Start the Conversation
The reality is that many areas of the world still heavily discriminate against the LGBTQ community and criminalize expressions of sexuality. Travel and risk managers do not necessarily need to know the sexual preferences or sexual identities of their travelers to counsel them about the cultural and societal attitudes present at their destinations. Presenting a comprehensive overview in a matter-of-fact manner can side-step the need to pry into a person’s personal life while also setting up an environment conducive to deeper conversations and questions as necessary.
Understand LGBTQ Health Risks
Healthcare options may be especially limited for transgender individuals, who may need specialty medical care at their destination. These individuals may struggle to find needed medications or obtain a refill should they run out. Anti-hormone transition drugs suppress levels of testosterone to allow estrogens to take prominence but may have adverse effects on the heart. LGBTQ individuals may encounter challenges finding medical care and may be dissuaded from providing a complete medical history in areas that present a high threat for LGBTQ patients.
Most countries restrict the amount of medication travelers can enter with according to the length of the stay. In many instances, a maximum of 90 days of prescription medication may cross borders.
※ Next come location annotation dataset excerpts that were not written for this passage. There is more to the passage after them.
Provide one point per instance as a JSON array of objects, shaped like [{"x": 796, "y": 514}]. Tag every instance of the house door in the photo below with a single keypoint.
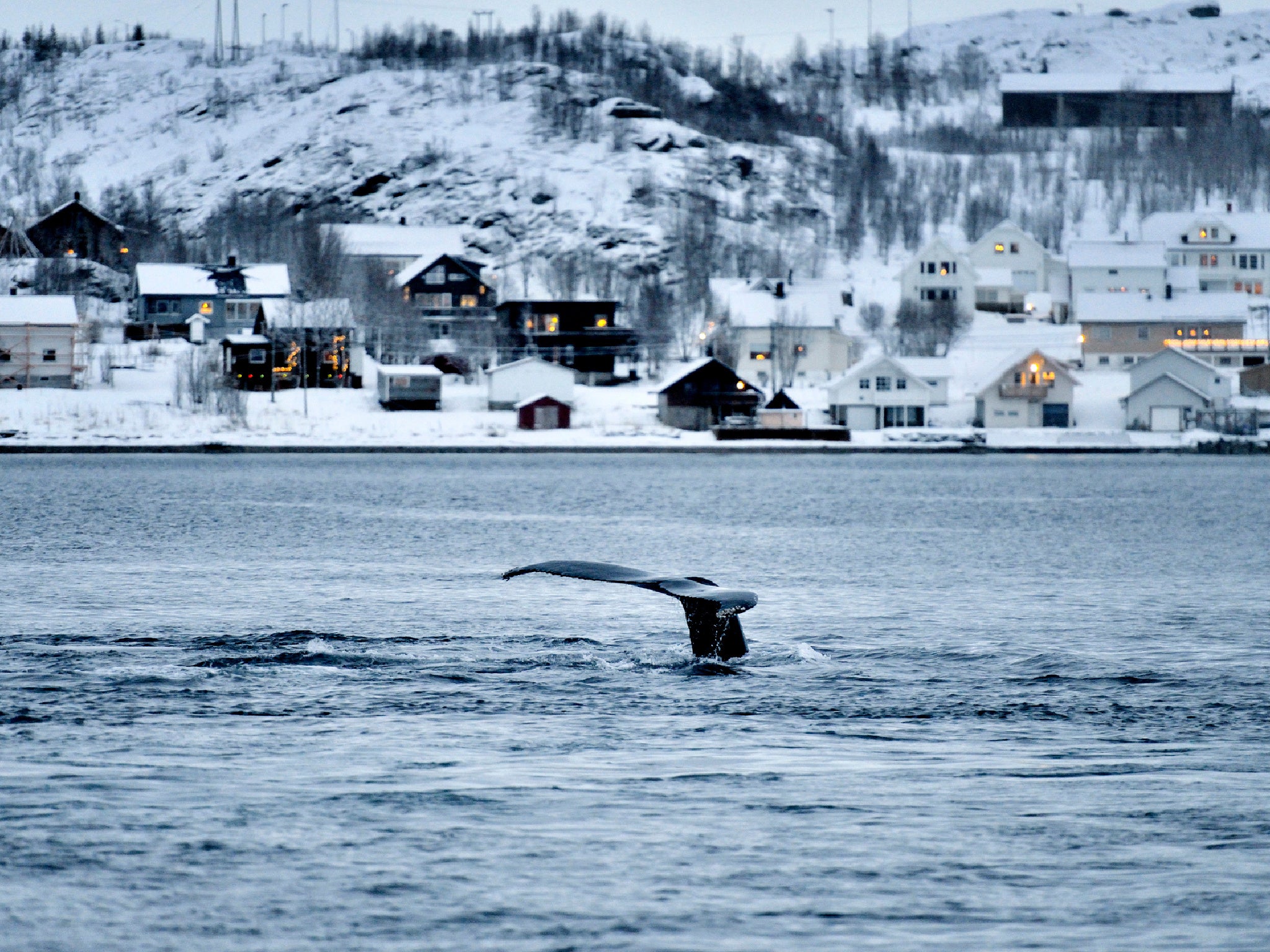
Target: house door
[
  {"x": 1053, "y": 415},
  {"x": 1166, "y": 419}
]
For expatriates, having a doctor’s note on letterhead, with the patient’s full name, medication name, dosage, and reason are required for refills and importation of prescription medication to many countries. The reason (diagnosis) may be especially challenging if traveling to a conservative country with a known low tolerance for the LGBTQ community and may present security challenges.
Surgery of any kind increases the risk of blood clots during flight. LGBTQ patients who have recently undergone surgical procedures should ensure adequate time between surgeries and flights. Some hormone therapies (especially estrogens) also place patients at risk for deep venous thromboses (DVT): blood clots that form in the legs and may become life-threatening if the clot or part of the clot travels to the lungs.
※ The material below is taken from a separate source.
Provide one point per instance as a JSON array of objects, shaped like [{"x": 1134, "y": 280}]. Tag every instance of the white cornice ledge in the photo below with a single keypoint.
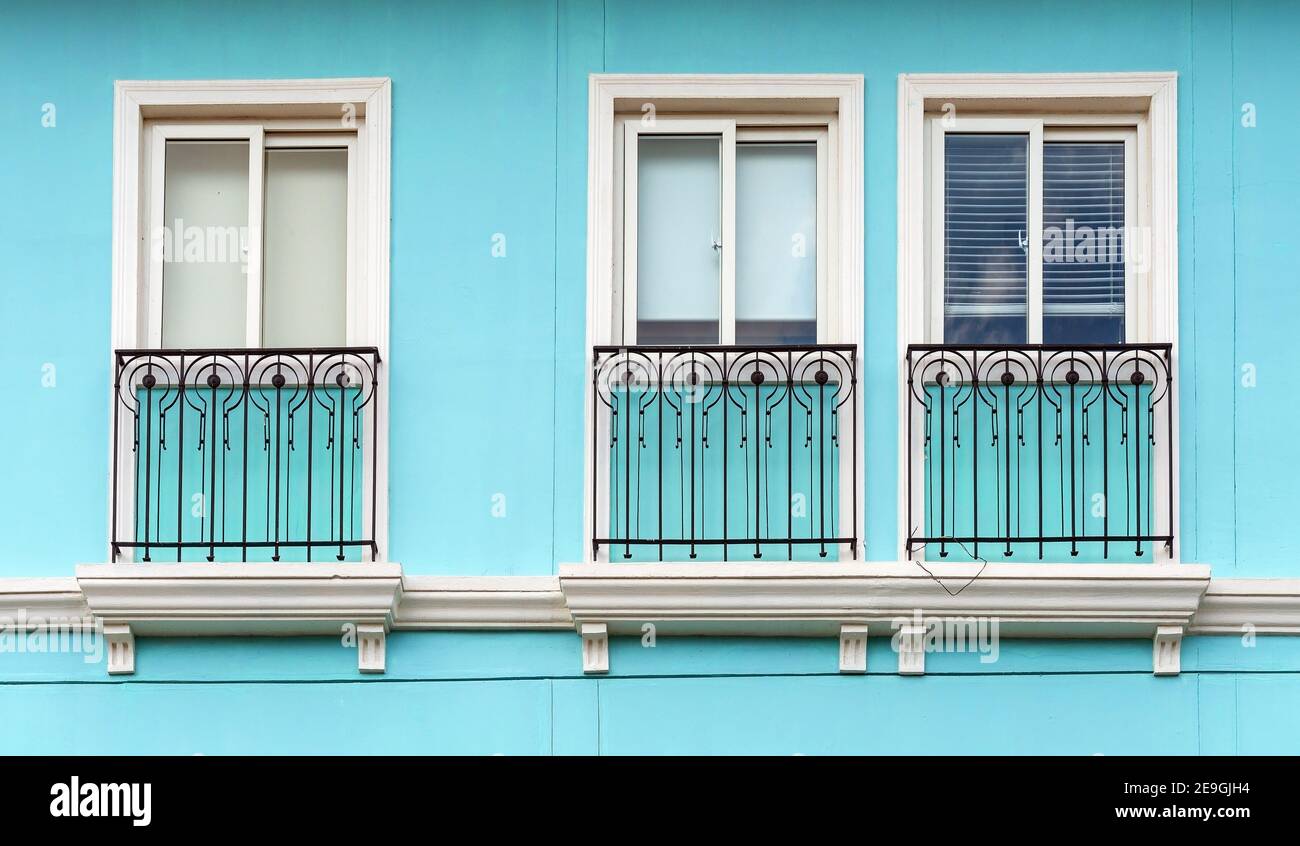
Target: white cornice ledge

In more socially liberal countries, unconscious bias from healthcare workers may lead to substandard care. LGBTQ individuals need to be prepared to encounter these attitudes and be able to advocate for their care and proper treatment. Risk managers and travelers should research cultural tolerances and potential biases to determine if an advanced arrangement with a “preferred” treatment center is necessary.
Ensuring the safety of your LGBTQ personnel and students starts with a conversation. Transgender travelers require a duty-of-care policy that helps them prepare for the challenges they may face abroad. Ensuring the safety and health of these unique travelers is a corporate responsibility.